Regular deliveries will resume on Wednesday, but the storm are expected to limit its ability to accommodate late orders.
Baldor DC expected to be fully operational, and Baldor Boston made early-morning deliveries into downtown Boston only.
At the Philadelphia Regional Market companies were reporting a general slowdown of market traffic and delivery alterations.
On Tuesday morning, Procacci Bros. in Philadelphia was open and all of its warehouses were operating. A spokesperson for the company said, “Our market operations will be closing at 11 a.m. and reopening at 5 p.m. this evening. Orders were extremely heavy the last three days due to the storm. We had limited shipping last night, but will resume normal shipping operations this afternoon.”
Tommy Kovacevich, general manager of Kovacevich-Philadelphia Inc., said conditions at the market were wet and slushy on Tuesday morning.
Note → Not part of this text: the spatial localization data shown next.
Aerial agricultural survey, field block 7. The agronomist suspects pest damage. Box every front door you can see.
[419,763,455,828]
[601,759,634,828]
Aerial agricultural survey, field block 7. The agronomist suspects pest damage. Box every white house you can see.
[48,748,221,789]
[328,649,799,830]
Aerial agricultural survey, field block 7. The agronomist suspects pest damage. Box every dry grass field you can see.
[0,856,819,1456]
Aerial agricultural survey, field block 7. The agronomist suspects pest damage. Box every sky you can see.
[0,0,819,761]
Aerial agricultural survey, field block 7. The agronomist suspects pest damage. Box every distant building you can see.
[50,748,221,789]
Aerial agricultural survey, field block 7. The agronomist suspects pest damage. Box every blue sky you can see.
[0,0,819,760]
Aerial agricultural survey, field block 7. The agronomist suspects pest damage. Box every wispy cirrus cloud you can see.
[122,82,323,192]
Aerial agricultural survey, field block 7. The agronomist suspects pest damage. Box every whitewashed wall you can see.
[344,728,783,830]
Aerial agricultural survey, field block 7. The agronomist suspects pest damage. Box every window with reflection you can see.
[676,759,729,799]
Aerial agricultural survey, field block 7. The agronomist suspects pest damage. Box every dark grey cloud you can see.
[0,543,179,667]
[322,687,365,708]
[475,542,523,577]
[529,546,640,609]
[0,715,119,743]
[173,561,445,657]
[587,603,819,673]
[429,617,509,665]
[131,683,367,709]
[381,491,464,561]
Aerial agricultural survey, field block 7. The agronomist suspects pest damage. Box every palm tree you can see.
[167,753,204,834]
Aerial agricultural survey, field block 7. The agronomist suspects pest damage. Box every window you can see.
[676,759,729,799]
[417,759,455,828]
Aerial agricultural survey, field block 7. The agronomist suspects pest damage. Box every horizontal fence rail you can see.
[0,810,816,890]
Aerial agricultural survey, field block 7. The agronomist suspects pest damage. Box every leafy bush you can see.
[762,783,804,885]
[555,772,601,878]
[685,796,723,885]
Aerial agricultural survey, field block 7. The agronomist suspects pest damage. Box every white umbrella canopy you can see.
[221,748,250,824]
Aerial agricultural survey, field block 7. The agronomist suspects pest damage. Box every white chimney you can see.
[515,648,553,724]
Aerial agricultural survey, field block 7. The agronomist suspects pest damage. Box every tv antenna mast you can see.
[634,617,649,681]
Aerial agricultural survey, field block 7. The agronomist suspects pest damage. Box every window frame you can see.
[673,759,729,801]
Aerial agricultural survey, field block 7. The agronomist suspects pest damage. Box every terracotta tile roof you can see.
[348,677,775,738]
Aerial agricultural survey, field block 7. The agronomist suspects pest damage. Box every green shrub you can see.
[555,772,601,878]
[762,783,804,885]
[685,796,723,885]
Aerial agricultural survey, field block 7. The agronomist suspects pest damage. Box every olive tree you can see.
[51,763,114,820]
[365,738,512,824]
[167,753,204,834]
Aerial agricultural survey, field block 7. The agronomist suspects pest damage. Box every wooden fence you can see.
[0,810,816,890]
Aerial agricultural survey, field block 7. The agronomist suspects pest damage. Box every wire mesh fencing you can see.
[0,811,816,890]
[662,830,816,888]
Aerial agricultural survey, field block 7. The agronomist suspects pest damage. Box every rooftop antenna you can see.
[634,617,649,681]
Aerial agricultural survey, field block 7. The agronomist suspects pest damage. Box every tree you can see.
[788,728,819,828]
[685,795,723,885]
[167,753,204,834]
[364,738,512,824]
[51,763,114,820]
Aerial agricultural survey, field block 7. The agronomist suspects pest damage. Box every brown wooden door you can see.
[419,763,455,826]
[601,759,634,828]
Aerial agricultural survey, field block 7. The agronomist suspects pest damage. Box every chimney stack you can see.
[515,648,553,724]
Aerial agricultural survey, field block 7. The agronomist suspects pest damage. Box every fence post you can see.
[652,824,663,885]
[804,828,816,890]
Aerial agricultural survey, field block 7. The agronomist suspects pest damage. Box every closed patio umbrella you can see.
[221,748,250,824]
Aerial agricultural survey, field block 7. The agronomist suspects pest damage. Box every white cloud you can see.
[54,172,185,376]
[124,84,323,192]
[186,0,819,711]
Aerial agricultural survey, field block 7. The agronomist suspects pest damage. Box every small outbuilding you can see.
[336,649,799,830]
“The conditions of the market's service areas south and east of the market are similar,” said Kovacevich. “TMK is open with a skeleton crew. Very few customers are coming to the market today and most stores on the market are closed. TMK has made a few deliveries today but there is not much going on. TMK will remain open all day and this evening.”
John Vena, president of John Vena Inc., also located on the PRM, said the company was working on Tuesday, but noted that very few customers had come to the market.
“We made a few early deliveries, but later deliveries have been postponed,” said Vena. “Our packing room is working with a skeleton crew in an effort to have product packed in order to ship first thing Wednesday. Most businesses here on the market are closed today.”
Produce companies along the Northeast corridor were gearing up for a rush of business to resume on Wednesday morning to get retailers and foodservice operators serviced in the most efficient manner possible.